Search code examples
pythonnlpnltkpos-tagger

NLTK: Getting rid of parentheses and pos- tagger


I have this code.

from nltk import pos_tag, ne_chunk
import nltk.chunk
from nltk.corpus import names
qry = "who is Ronald Avon"
tokens = nltk.tokenize.word_tokenize(qry)
pos = nltk.pos_tag(tokens)
sentt = nltk.ne_chunk(pos, binary = False)
person = []
for subtree in sentt.subtrees(filter=lambda t: t.node == 'PERSON'):
    for leave in subtree.leaves():
        person.append(leave)
print "person=", person

It gets names in a sentence. This is the result I get.

person= [('Ronald', 'NNP'), ('Avon', 'NNP')]

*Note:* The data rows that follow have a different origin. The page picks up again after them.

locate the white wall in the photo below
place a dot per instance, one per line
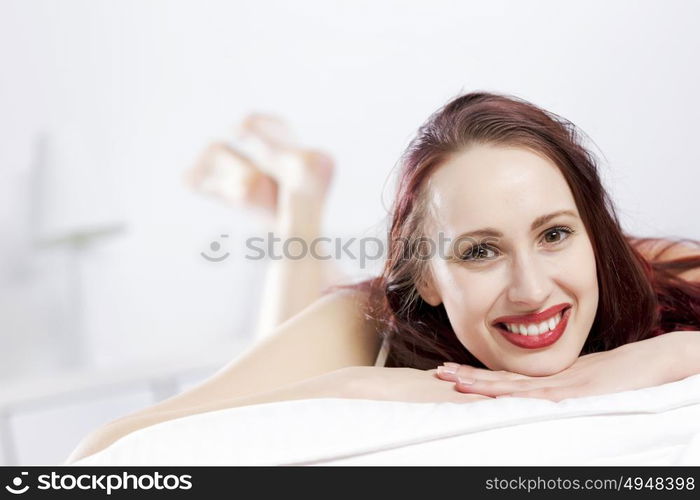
(125, 93)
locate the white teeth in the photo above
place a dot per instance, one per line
(535, 329)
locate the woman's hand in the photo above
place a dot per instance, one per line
(646, 363)
(399, 384)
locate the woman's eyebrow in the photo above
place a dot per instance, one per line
(539, 221)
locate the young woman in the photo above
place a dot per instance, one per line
(507, 274)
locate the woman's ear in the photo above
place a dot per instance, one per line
(427, 290)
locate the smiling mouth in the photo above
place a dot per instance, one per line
(534, 329)
(552, 331)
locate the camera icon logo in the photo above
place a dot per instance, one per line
(17, 482)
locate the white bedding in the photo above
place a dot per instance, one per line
(653, 426)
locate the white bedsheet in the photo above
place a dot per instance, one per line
(653, 426)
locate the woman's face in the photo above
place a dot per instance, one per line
(526, 263)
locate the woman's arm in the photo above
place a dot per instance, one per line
(329, 335)
(359, 382)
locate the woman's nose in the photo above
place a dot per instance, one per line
(530, 284)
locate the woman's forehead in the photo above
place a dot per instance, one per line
(491, 185)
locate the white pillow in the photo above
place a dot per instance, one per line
(653, 426)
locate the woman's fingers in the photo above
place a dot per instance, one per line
(453, 372)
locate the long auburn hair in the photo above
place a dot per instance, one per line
(638, 297)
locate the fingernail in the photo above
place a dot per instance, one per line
(447, 370)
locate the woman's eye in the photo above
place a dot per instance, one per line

How do i get the result like this:

Ronald
Avon

without the 'NNP' and the parentheses. Thanks.


Solution

  • Use a list comprehension.

    To get an array of the names:

    names = [name for name, tag in person]
    

    To output a string in the format you give:

    # Python 2 (print is a statement)
    print "\n".join([name for name, tag in person])
    
    # Python 3 (print is a function)
    print("\n".join([name for name, tag in person]))
    

    This is really a basic Python data structure question - it's not specific to NLTK. You might find an introductory guide like An informal guide to Python useful.